Second, the device company loses.
Ouch! We just hate that.
But the case is interesting, so we’ll swallow hard, brush away our tears, and write it up.
A Medtronic sales representative offered to leave with a group of anesthesiologists free samples of “pain pump refill kits” used to refill a Medtronic pain pump. But the representative in fact left two “pain pump refill kits” and one “catheter access kit” with the anesthesiologists. The pain kits are used for pain management, but the catheter kits are mainly a diagnostic tool and allegedly should not have been delivered to an anesthesiology department.
On April 15, 2005, an anesthesiologist tried to refill Kathy Cober’s pain pump. But a nurse picked out the “catheter access kit” and gave it to the doctor. When the doctor used that kit to try to refill the pain pump, he caused an overdose.
Lawsuit!
The hospital and physician group settled the case with Ms. Cober’s family and then sued Medtronic for contribution, to recover part of the cost of the settlement. William Beaumont Hospital v. Medtronic, Inc., No. 09-CV-11941, 2009 U.S. Dist. LEXIS 77860 (E.D. Mich. Aug. 31, 2009). Medtronic moved to dismiss on the ground that the hospital and physician group had not sufficiently pleaded the elements of a contribution claim.

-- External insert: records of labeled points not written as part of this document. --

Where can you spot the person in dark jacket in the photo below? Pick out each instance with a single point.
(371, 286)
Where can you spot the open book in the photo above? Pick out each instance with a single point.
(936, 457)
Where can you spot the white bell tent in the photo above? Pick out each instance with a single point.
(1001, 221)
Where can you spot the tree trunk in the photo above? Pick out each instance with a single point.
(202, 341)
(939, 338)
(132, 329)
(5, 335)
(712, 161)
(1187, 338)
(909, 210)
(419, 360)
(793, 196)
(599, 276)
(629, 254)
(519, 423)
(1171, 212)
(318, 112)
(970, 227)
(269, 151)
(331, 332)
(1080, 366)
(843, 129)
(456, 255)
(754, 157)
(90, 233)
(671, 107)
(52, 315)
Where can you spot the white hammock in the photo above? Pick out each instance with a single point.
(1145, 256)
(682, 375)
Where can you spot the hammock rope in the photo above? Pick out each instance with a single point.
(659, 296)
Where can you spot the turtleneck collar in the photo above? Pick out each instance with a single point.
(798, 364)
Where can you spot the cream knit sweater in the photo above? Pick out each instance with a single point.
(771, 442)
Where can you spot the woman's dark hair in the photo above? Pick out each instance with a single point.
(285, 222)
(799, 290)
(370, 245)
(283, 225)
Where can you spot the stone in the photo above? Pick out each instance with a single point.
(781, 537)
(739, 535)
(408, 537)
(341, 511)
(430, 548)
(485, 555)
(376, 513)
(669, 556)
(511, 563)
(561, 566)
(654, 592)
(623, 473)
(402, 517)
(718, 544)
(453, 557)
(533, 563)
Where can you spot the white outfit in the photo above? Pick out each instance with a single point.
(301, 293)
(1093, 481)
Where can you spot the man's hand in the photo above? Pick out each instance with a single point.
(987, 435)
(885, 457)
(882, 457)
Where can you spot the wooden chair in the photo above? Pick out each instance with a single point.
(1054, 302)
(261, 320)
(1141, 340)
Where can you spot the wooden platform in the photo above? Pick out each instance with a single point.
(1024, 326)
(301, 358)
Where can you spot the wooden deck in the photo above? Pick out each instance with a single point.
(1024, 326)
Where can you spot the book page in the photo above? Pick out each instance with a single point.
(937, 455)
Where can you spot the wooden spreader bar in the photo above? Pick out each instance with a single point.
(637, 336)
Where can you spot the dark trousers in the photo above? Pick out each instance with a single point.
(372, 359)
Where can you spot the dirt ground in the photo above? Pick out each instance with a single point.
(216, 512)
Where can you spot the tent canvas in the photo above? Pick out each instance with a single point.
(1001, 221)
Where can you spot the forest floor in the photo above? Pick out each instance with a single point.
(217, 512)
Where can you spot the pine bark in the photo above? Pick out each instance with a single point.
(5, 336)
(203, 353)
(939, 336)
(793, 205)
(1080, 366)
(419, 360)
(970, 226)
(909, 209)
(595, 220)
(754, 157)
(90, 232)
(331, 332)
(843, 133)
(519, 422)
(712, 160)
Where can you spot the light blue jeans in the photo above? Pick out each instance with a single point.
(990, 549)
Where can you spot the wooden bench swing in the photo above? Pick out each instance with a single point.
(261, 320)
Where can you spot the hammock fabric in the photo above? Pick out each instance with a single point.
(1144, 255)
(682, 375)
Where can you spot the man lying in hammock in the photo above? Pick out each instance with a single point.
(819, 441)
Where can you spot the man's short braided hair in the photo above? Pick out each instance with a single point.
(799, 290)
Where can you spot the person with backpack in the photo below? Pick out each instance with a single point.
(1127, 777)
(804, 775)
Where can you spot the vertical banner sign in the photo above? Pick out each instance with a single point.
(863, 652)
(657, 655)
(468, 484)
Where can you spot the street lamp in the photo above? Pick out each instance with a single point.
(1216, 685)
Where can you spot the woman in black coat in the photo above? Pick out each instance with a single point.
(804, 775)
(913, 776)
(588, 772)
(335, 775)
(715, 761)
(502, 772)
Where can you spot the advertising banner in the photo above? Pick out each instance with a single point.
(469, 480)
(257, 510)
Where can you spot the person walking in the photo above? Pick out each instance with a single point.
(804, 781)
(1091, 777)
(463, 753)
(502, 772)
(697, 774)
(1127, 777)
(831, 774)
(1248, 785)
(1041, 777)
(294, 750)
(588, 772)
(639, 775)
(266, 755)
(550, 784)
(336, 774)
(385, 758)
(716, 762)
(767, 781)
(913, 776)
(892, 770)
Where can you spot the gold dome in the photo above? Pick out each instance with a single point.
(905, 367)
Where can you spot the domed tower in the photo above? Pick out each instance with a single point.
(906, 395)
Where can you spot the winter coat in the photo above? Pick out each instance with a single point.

Much of the court’s discussion turns on narrow issues arising under Michigan law of contribution, which isn’t of general interest to readers of this blog (or, frankly, to the two of us).
But Medtronic also asserted that the claim for contribution was based on the adequacy of the label on the catheter kit. Since the infusion system that included the catheter kit had received premarket approval from the FDA, Medtronic asserted that the contribution claim was preempted. Id. at *19-20. (See? Preemption turns up everywhere, like a bad penny.)
The court rejected this preemption argument. The court noted that any claim based on failure to warn would be preempted. Id. at *20. But the court reasoned that Medtronic’s alleged negligence was based on “sending free samples to an anesthesiology department at a hospital and holding the samples out for use in a refill procedure, when in fact one of the samples was not intended for such use and should not have been sent to an anesthesiology department. Plaintiffs do not allege a failure to adequately warn claim.” Id.
The court acknowledged that the nurse’s failure to read the label might constitute a superseding cause that would prevent Medtronic from being held liable for its alleged prior negligence, but that would be for a jury to decide at trial. Id. at *21. The court thus denied Medtronic’s motion to dismiss.
We thought we’d seen just about every context in which a device preemption argument could be made, but this one surprised us. We’ll dutifully add this decision to our device preemption scorecard, and perhaps someone can put this noteworthy curiosity to use in some future case.